Money tends to be one of the hardest areas for individuals and couples alike to talk about. It can be so hard to sit down and look at finances and spending habits that couples will go years without ever talking about money.
Often couples fall into one of two camps:
- Couples that just check the bank account once in a while or look at the bills when they get paid (if they get paid), and don’t look further.
- One partner does all of the banking and the other one just doesn’t ask or even look at the bank account.
Do one of these sound like you and your partner? No matter which rings true for a couple, fights about money happen for a variety of reasons. One person may spend too much while one person does not spend at all. One wants to save, one wants to spend. One wants to buy new and more things, the other one is happy with what they already have. If left unchecked all of these little spending habits can erupt into a huge argument!

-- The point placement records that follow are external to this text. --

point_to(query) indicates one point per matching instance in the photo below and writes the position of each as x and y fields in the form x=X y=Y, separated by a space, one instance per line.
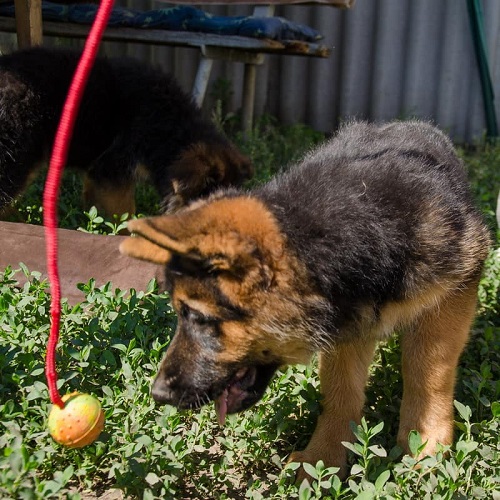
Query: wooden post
x=29 y=22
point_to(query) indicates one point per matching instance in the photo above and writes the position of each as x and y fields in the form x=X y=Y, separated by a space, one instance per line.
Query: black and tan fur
x=134 y=122
x=374 y=232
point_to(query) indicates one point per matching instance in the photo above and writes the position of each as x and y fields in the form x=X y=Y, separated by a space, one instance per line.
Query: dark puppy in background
x=134 y=121
x=374 y=232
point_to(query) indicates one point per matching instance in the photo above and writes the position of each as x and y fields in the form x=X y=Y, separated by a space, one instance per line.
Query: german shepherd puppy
x=134 y=121
x=373 y=232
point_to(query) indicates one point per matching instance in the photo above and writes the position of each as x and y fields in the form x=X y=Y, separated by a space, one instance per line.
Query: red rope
x=56 y=166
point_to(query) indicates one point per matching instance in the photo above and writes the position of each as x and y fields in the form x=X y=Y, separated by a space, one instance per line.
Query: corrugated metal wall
x=390 y=58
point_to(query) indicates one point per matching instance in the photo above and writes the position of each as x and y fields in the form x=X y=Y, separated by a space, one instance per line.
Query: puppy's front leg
x=343 y=374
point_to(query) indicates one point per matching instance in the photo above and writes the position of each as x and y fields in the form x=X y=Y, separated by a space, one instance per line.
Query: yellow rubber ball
x=79 y=423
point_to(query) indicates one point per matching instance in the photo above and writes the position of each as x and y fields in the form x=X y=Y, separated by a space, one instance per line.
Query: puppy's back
x=378 y=212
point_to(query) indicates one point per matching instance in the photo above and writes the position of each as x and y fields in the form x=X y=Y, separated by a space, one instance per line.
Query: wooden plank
x=81 y=256
x=179 y=38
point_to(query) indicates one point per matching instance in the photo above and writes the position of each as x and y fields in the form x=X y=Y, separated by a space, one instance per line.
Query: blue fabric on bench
x=183 y=18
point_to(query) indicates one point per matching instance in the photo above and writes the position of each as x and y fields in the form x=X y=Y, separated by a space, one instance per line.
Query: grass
x=111 y=346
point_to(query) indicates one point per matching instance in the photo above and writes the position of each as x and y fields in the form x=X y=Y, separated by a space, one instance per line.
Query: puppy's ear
x=235 y=236
x=201 y=169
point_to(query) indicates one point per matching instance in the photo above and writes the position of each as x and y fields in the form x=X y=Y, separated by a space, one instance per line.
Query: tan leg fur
x=343 y=374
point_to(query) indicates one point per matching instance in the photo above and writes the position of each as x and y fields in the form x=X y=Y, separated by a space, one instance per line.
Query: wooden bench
x=250 y=51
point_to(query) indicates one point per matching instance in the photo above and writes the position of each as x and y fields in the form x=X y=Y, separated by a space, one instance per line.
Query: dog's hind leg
x=431 y=351
x=343 y=375
x=110 y=198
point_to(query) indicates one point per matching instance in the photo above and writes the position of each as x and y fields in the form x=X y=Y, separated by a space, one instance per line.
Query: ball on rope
x=78 y=423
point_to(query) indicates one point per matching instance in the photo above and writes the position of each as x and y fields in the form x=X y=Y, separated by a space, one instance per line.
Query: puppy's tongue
x=221 y=407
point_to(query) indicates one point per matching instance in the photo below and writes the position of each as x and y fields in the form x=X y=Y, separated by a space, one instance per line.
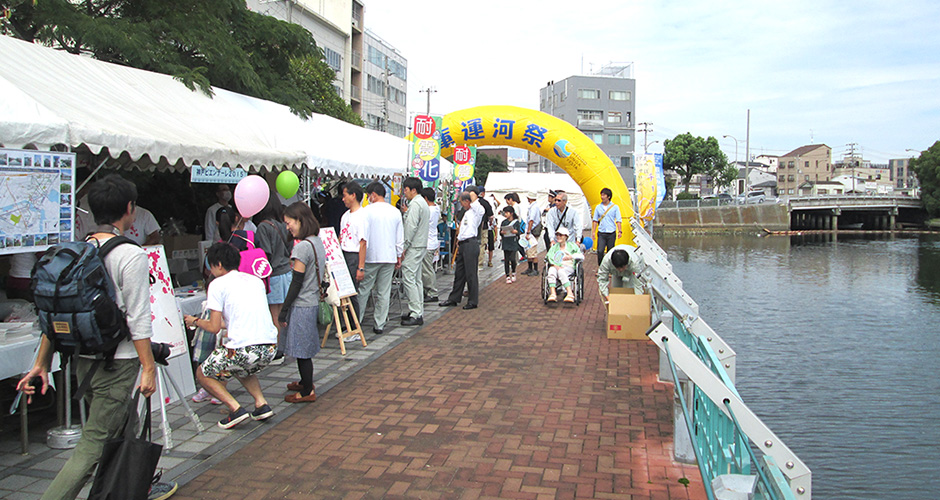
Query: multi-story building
x=602 y=106
x=812 y=163
x=372 y=82
x=901 y=174
x=385 y=72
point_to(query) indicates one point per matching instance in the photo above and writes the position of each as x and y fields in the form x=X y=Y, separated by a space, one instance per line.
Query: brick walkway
x=512 y=400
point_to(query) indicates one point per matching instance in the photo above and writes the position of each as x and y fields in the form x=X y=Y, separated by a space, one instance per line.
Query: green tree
x=202 y=44
x=688 y=156
x=726 y=175
x=927 y=168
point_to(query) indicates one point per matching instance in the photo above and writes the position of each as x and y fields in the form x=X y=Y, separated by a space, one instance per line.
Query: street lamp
x=736 y=155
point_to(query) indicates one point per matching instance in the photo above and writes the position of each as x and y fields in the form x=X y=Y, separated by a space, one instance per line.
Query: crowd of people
x=378 y=241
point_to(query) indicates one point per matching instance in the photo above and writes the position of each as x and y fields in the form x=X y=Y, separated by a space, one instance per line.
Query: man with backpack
x=114 y=202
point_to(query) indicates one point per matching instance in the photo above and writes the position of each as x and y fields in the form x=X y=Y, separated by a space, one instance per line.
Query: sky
x=810 y=72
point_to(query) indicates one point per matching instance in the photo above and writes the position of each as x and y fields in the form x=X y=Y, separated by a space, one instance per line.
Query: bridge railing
x=724 y=432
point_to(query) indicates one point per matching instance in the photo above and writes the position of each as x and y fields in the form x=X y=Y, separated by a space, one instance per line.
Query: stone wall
x=770 y=216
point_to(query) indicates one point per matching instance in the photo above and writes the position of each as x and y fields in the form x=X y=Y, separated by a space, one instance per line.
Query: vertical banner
x=340 y=279
x=660 y=180
x=426 y=149
x=165 y=315
x=646 y=186
x=464 y=162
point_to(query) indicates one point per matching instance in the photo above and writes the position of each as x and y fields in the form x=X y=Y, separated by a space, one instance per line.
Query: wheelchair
x=576 y=278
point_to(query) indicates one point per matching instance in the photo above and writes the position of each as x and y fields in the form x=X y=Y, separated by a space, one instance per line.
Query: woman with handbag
x=299 y=313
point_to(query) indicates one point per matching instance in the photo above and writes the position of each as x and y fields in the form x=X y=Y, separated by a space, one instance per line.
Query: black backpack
x=75 y=297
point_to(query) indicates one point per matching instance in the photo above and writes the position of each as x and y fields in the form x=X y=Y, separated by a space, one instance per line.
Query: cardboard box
x=628 y=315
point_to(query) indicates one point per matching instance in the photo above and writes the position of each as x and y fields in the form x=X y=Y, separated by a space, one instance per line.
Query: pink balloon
x=251 y=195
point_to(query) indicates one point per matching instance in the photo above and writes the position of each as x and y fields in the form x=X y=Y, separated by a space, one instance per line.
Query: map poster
x=37 y=189
x=339 y=273
x=165 y=316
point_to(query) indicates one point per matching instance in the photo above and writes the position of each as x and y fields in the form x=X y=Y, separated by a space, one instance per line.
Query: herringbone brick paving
x=512 y=400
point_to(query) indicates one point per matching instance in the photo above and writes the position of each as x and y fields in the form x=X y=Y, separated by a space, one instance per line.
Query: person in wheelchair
x=562 y=257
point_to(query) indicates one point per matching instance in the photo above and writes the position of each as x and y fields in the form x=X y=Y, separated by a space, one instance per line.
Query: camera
x=161 y=352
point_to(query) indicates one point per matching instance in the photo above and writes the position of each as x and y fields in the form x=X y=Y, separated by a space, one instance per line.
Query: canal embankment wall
x=727 y=218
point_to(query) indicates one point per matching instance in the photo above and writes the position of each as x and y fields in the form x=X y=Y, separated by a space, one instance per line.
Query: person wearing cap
x=533 y=222
x=561 y=259
x=562 y=215
x=620 y=269
x=606 y=224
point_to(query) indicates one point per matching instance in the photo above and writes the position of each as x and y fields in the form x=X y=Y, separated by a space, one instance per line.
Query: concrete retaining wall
x=769 y=216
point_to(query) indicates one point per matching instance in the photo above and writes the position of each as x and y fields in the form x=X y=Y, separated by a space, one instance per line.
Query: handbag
x=127 y=463
x=203 y=342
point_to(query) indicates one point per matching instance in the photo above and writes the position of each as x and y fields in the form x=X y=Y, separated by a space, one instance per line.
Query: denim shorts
x=279 y=285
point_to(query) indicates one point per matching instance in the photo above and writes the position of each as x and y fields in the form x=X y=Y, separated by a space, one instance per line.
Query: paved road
x=512 y=400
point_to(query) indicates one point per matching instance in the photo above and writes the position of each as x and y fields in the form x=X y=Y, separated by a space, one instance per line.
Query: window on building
x=333 y=58
x=375 y=86
x=590 y=114
x=619 y=95
x=621 y=139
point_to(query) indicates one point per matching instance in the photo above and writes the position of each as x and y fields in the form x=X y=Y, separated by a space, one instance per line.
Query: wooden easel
x=346 y=307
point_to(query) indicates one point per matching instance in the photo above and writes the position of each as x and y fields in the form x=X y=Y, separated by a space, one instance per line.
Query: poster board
x=164 y=313
x=339 y=273
x=37 y=189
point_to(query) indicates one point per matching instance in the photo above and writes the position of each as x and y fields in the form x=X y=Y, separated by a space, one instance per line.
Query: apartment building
x=812 y=163
x=603 y=107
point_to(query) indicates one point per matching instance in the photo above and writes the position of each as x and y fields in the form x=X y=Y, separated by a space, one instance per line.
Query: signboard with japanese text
x=37 y=190
x=339 y=273
x=464 y=162
x=646 y=186
x=210 y=174
x=166 y=318
x=426 y=149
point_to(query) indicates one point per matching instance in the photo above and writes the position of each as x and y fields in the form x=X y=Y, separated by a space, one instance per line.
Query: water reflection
x=838 y=348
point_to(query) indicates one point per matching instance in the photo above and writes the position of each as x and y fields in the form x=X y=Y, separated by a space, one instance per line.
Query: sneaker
x=263 y=413
x=234 y=418
x=201 y=396
x=162 y=491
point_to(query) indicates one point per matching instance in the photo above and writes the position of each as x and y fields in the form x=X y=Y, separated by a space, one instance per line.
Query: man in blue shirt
x=607 y=224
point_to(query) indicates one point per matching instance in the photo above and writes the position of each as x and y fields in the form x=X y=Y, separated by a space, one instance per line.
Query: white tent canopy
x=51 y=97
x=499 y=184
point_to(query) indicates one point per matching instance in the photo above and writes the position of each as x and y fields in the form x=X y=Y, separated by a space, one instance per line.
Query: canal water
x=838 y=349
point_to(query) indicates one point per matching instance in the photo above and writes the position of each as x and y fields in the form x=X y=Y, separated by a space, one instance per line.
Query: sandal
x=297 y=398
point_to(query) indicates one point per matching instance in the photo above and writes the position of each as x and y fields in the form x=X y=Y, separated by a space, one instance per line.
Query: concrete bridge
x=793 y=213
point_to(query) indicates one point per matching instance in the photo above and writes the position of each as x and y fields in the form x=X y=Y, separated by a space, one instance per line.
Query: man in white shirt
x=468 y=251
x=561 y=215
x=145 y=230
x=384 y=243
x=251 y=342
x=533 y=219
x=428 y=276
x=415 y=222
x=350 y=234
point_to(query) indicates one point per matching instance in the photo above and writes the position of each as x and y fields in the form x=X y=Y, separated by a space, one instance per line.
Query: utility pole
x=429 y=90
x=647 y=127
x=851 y=147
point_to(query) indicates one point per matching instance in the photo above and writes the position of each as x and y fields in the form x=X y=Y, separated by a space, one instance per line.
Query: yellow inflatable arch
x=547 y=136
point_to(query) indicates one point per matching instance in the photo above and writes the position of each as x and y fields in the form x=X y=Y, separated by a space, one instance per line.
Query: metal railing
x=723 y=430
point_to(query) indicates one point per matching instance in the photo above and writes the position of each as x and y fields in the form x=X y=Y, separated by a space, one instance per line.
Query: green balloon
x=287 y=183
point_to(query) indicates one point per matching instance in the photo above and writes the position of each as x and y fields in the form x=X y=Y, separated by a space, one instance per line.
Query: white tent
x=52 y=97
x=499 y=184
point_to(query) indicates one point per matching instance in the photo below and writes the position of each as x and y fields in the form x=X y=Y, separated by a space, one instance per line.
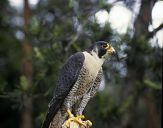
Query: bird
x=78 y=81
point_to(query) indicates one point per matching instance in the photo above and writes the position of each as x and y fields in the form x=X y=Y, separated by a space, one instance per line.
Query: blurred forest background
x=36 y=40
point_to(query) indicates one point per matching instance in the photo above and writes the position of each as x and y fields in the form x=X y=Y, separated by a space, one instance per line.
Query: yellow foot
x=78 y=120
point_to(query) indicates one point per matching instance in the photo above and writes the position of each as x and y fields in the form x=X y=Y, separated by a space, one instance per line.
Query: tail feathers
x=53 y=109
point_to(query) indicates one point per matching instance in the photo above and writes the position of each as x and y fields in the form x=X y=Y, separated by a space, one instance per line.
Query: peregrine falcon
x=78 y=81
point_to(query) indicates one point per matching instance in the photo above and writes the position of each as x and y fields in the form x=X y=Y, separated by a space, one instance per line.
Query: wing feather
x=67 y=78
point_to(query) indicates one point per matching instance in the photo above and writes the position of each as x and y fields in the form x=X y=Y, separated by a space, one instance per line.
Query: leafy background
x=36 y=41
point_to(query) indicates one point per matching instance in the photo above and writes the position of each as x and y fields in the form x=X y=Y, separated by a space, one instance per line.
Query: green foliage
x=58 y=29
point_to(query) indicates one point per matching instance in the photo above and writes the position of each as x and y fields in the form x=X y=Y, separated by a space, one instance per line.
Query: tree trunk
x=26 y=113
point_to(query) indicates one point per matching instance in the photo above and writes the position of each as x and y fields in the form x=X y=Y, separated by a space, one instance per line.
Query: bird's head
x=102 y=49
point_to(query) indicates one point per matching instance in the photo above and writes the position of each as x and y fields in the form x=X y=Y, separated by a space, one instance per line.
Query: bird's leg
x=79 y=111
x=72 y=118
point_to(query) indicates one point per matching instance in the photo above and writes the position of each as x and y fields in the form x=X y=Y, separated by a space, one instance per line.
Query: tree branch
x=151 y=34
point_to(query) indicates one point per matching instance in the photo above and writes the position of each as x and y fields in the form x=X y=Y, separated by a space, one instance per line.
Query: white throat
x=93 y=62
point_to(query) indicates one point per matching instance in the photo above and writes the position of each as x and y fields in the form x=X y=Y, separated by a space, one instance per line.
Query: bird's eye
x=104 y=45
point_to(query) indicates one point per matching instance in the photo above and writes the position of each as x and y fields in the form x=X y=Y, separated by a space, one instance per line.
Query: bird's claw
x=77 y=120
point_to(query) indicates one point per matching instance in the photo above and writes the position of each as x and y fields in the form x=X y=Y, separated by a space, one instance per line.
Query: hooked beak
x=110 y=50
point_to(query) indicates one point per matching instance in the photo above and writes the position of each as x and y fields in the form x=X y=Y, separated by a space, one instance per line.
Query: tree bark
x=26 y=65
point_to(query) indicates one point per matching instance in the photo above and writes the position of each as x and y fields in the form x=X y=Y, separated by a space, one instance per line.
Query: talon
x=78 y=120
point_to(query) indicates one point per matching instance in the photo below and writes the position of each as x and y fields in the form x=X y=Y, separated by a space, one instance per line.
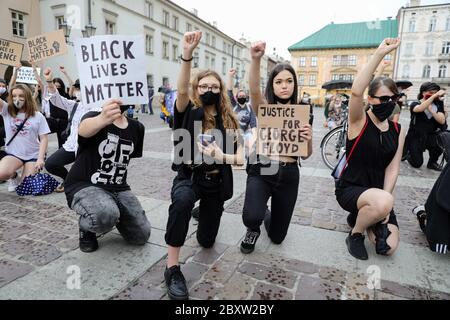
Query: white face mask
x=18 y=103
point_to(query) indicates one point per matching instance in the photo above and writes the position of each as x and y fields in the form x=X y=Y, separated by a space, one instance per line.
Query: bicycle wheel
x=333 y=147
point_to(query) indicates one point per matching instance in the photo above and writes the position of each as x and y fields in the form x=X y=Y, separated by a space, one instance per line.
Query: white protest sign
x=112 y=67
x=26 y=75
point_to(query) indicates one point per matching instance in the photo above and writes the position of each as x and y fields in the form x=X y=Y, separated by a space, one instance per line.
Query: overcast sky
x=282 y=23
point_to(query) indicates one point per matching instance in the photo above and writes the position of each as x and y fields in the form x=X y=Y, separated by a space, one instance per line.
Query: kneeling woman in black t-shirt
x=204 y=170
x=96 y=187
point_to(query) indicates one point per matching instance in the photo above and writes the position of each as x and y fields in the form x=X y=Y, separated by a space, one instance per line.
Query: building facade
x=163 y=24
x=19 y=20
x=338 y=52
x=424 y=54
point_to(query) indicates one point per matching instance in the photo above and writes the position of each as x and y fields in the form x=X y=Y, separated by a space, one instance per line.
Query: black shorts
x=347 y=197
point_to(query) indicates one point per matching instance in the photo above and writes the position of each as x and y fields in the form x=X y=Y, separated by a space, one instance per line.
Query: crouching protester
x=96 y=187
x=210 y=180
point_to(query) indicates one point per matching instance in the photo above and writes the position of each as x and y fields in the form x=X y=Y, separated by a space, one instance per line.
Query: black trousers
x=186 y=190
x=55 y=164
x=282 y=187
x=418 y=142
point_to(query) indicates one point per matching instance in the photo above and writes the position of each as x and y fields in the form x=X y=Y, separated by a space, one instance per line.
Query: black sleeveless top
x=372 y=155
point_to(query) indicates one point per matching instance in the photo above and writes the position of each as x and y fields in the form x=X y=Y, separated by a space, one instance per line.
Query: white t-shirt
x=26 y=144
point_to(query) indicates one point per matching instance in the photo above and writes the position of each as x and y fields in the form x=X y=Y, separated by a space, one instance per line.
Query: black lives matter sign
x=279 y=130
x=112 y=67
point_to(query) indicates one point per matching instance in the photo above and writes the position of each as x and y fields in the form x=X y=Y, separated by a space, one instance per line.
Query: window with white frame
x=312 y=80
x=426 y=74
x=59 y=22
x=446 y=47
x=302 y=62
x=412 y=25
x=432 y=26
x=301 y=79
x=18 y=23
x=166 y=18
x=149 y=10
x=110 y=27
x=406 y=71
x=429 y=48
x=175 y=23
x=165 y=50
x=443 y=71
x=149 y=43
x=175 y=53
x=352 y=60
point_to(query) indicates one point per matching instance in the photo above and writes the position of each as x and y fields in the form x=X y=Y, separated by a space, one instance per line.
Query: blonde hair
x=29 y=107
x=229 y=119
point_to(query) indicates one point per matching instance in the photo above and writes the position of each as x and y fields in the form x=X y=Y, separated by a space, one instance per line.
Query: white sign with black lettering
x=110 y=67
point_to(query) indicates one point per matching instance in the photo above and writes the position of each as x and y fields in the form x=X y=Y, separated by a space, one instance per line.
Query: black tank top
x=372 y=155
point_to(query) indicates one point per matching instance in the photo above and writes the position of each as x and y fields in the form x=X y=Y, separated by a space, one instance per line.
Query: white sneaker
x=13 y=183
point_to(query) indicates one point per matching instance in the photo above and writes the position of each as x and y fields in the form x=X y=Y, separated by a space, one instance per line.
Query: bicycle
x=333 y=144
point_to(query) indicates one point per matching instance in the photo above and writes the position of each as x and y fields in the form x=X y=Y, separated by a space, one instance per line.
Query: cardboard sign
x=112 y=67
x=26 y=75
x=279 y=130
x=46 y=46
x=10 y=52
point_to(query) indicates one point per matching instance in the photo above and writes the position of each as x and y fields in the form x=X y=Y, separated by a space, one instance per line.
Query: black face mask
x=209 y=98
x=282 y=101
x=242 y=101
x=124 y=108
x=383 y=110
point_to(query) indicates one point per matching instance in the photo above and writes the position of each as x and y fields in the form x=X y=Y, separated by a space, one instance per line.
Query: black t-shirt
x=103 y=159
x=424 y=120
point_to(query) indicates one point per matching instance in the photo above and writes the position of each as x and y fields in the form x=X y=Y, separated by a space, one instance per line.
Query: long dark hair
x=270 y=94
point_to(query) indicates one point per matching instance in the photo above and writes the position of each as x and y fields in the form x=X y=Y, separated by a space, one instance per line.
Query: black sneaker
x=421 y=215
x=267 y=220
x=355 y=245
x=435 y=166
x=176 y=284
x=381 y=232
x=88 y=241
x=248 y=245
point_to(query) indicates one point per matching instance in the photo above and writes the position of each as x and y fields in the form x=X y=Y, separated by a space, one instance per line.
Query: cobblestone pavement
x=39 y=242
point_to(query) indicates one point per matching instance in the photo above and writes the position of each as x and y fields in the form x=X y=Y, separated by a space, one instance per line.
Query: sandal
x=421 y=215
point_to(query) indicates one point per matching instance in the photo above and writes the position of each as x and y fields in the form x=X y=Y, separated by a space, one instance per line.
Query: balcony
x=444 y=57
x=443 y=81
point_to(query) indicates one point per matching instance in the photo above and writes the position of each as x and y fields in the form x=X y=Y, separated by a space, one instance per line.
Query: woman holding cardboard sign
x=26 y=136
x=374 y=150
x=281 y=186
x=209 y=177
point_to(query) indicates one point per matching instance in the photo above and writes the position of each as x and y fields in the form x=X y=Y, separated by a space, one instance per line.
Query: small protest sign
x=10 y=52
x=279 y=130
x=47 y=45
x=112 y=66
x=26 y=75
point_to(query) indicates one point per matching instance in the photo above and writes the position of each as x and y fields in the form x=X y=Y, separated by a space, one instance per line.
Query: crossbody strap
x=354 y=146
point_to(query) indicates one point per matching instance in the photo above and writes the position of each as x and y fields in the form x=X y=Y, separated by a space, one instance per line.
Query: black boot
x=176 y=284
x=88 y=241
x=355 y=245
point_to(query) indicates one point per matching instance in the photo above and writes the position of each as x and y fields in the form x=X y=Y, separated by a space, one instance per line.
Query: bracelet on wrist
x=186 y=60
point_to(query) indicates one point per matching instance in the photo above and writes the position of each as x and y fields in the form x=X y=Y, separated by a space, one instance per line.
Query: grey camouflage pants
x=100 y=211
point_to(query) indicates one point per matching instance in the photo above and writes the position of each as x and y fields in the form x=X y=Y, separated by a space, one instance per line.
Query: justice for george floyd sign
x=26 y=75
x=112 y=67
x=279 y=130
x=47 y=45
x=10 y=52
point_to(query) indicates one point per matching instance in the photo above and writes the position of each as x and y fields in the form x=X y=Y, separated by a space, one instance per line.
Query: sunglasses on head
x=385 y=99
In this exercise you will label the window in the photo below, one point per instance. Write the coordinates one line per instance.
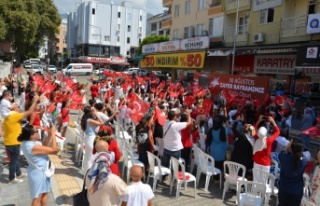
(176, 10)
(201, 4)
(153, 26)
(243, 25)
(266, 16)
(200, 28)
(175, 33)
(216, 27)
(187, 7)
(312, 7)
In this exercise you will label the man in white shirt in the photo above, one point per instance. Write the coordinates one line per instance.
(172, 137)
(138, 193)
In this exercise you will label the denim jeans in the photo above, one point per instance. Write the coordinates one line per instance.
(14, 166)
(167, 154)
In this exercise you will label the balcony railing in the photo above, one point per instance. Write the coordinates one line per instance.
(294, 26)
(167, 3)
(231, 5)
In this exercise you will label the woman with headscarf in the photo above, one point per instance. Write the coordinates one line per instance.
(293, 164)
(104, 188)
(263, 145)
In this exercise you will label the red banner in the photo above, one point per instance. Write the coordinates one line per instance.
(240, 86)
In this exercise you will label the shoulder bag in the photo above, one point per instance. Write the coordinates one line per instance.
(81, 198)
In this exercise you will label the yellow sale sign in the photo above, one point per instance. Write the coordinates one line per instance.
(175, 60)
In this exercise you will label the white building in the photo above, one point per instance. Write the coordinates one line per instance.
(116, 29)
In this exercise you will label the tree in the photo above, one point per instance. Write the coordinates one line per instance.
(151, 40)
(27, 22)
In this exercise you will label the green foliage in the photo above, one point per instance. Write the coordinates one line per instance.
(25, 23)
(151, 40)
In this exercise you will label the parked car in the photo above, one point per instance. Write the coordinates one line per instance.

Tips for Having the “Money” Talk
There are different ways of looking at and talking about spending habits and money management systems as a couple:
Make the time to talk. My first recommendation is always to sit down at a mutually agreed upon time and look at your finances together. It doesn’t matter if you are newly engaged or married for 50 years – sit down and identify what comes in and what goes out on a monthly basis.
Be honest. As we often hear: marriage and relationships are about compromise and honesty. The reason you’ll hear this so often is because it’s true! So, be honest and tell each other what you want to purchase and why it is important to each of you. Couples who are intentional about talking about what they want to spend their money on are more likely to be open in other areas of life.
Listen and collaborate. After listening to what is important to each other, work together to develop a plan for spending based on what is important to each of you. For some couples, this means having separate accounts so they can spend their money how they want and contribute equally to the bills that are due. Other couples each take an allowance of spending money for a week or 2 weeks and then can spend the money how they see fit.
Seek out additional resources. There are tons of resources to help guide you in your money conversations. Some of my favorites are Naked and Unashamed-10 Conversations Every Couple Must Have and Money Talks: The Ultimate Couple’s Guide to Communicating About Money.
If you are still having a hard time with getting a handle on your finances, you can seek out a financial planner to help.
A couples counselor can also help you minimize defensiveness and guide you on having upfront and honest conversations about money.
If you find you and your spouse always arguing about money, it’s OK – you are not alone! Again, this all boils down to communication and honesty. We are more afraid of talking about money than we need to be. It can take some practice, but truly, it is not painful to be honest about your finances!